Читаем The Auctioneer полностью

Presently, Perly checked his papers and wound up the proceedings. “Well, now we’re all in this together, folks,” he said and looked slowly around at the intent crowd. Then, suddenly, he laughed, spreading out his arms to include the people before him. “You’re in the most exclusive company,” he cried. “I love you all and I congratulate you. Believe me, this town is going to be the biggest double-barreled front-page gilded rooster of a place you ever set foot in.”

John and Mim moved slowly in the babbling crowd back toward their truck. The wind had picked up and grown colder, so damp now that patches of water darkened the blacktop on the road. A dozen or so people surrounded the auctioneer in a chattering group as he moved toward his house. Dixie trotted at his left heel, shouldering people’s knees to keep her place, her tail waving just slightly in a suggestion of friendliness. Gore moved behind the group, squinting and nervous, his right hand poised near his hip pocket.

“They got a wicked surprise comin’,” John said, watching from the truck.

“Maybe it’s them and maybe it’s us’ll get a surprise,” Mim said. “For my money, Prescott and Jimmy Ward did a smart thing. We ought to clear out too.”

“Folks with cash to buy a farm or a hunk of land just to play games with, like it was a kid’s red wagon... It must take quite a dent to make them hurt.”

“They bought that land and now it’s theirs,” Mim said. “He’s not goin’ to stand for Prescott comin’ back and makin’ any claims.”

“I just know that nobody but a Moore’s goin’ to do with that authentic antique farm on the pond with the steep pasture up behind. He may think it, but he’s wrong.”

“He got the Wards to go,” Mim said, “for all they were such a big deal in town.”

“Ward’s a fool,” John said. He started the truck, then sat over the steering wheel watching the Parade ground empty out. “He may think the Moores are nobody, but he’s goin’ to find out different.”

Sunday morning was icy cold and still, a fragile day. The last oak leaves clinging to their twigs were like blown glass, jingling and shattering at a touch.

“Snow’s late,” Mim said.

John sat on the bench in front of the stove. He had shaved a maple kindling stick away to the size of a scallion, then chopped it into quarter-inch slices as if to add it to the soup. Finally he shoved aside the last shards of maple and his knife, and now he simply sat, his elbows on his knees and his face in his hands, staring through his fingers at his boots and the fender of the stove. Occasionally he rubbed his scalp until his thick gray-brown hair stood out from his head, reminding Mim that he needed a haircut.
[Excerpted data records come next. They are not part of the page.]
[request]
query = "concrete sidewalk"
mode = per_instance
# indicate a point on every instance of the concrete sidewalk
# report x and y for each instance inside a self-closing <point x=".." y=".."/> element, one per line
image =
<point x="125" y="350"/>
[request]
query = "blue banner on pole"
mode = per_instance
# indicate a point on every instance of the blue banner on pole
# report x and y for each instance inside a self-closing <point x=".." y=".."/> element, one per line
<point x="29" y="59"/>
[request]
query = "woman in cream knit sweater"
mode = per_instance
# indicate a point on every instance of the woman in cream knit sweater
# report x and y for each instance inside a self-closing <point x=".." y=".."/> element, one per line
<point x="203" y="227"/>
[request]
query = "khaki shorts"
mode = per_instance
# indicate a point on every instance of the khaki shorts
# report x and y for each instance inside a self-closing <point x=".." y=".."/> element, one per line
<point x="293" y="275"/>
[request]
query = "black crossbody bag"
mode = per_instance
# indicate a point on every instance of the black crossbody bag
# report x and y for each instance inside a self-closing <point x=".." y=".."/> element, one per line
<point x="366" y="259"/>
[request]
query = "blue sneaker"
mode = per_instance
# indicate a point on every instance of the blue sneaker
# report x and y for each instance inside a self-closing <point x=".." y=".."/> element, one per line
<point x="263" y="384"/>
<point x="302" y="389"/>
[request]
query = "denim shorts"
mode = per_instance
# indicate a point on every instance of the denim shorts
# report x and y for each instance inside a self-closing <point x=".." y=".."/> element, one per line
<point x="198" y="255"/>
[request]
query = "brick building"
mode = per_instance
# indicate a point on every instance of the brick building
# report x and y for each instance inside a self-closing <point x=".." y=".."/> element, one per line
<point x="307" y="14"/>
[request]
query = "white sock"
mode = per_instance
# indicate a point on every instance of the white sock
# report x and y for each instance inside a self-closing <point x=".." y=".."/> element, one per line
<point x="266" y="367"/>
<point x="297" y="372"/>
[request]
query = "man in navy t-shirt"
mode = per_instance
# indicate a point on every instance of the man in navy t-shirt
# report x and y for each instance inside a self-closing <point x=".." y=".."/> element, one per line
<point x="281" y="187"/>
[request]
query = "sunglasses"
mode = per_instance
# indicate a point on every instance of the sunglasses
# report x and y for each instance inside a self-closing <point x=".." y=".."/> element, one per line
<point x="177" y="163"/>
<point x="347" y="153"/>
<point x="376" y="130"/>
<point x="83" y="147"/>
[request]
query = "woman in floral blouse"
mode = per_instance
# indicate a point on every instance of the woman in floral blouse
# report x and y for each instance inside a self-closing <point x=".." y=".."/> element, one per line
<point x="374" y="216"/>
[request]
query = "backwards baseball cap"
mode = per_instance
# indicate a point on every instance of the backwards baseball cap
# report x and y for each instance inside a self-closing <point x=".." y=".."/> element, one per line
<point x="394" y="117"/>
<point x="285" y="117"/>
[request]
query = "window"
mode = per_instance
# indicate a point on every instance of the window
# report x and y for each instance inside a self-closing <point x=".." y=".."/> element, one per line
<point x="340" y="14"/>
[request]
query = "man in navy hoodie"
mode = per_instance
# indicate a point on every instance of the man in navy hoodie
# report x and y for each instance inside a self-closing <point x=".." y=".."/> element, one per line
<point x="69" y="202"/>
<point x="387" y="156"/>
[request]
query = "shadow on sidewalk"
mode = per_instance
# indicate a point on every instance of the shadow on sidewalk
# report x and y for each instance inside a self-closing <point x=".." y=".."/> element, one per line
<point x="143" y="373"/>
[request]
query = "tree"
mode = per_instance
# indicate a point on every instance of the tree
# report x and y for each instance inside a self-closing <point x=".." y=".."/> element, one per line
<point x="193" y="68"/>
In the front room, Ma sat alone on her couch. Now that the room was bare, it seemed wrapped in wallpaper. The paper had once been yellow behind some sort of bluish vine that had never existed, at least not in New Hampshire. Ma had chosen it because it was springlike, and John had approved because it was cheap. Now it was almost black behind the big parlor stove where fingers of smoke stroked it all winter. It was still a startling canary yellow in patches where the piano and sewing machine had stood, and where the pictures had hung, but everywhere else it had faded to a brownish cream. Mim had potted geraniums from the garden to fill the windowsills, and washed the windows, worrying that the putty was so far gone that even with the plastic they would rattle and perhaps crack in the winter wind. But today sunshine streamed in through the small rippled panes and marked out a warm gridwork on the unvarnished pine floor. Catching the tips of Ma’s gray hair, the light made them shine like milkweed as she sat—perfectly still and years away as she gazed out on the quiet day.

But Hildie had few memories and could not be still. She raced from the front room to the kitchen, and back to the front room, shaking the house with footsteps and jarring the air with shouts. Mim shook out Ma’s pillows, swept the floors, dusted the hot stoves, and fussed after Hildie. Finally she stopped in back of John, with Hildie still whirling around her.

“They’ll take the tractor this week, sure,” she said.

John neither moved nor answered, so Mim repeated her statement in a louder voice. This time John turned his head and looked up at her. She saw that he was trembling with anger.

She turned without a word and grabbed Hildie’s sweater and her own jacket from the hooks by the back door. She caught up the child and whisked her outside. Hildie huddled and held on to her hand, complaining of the cold.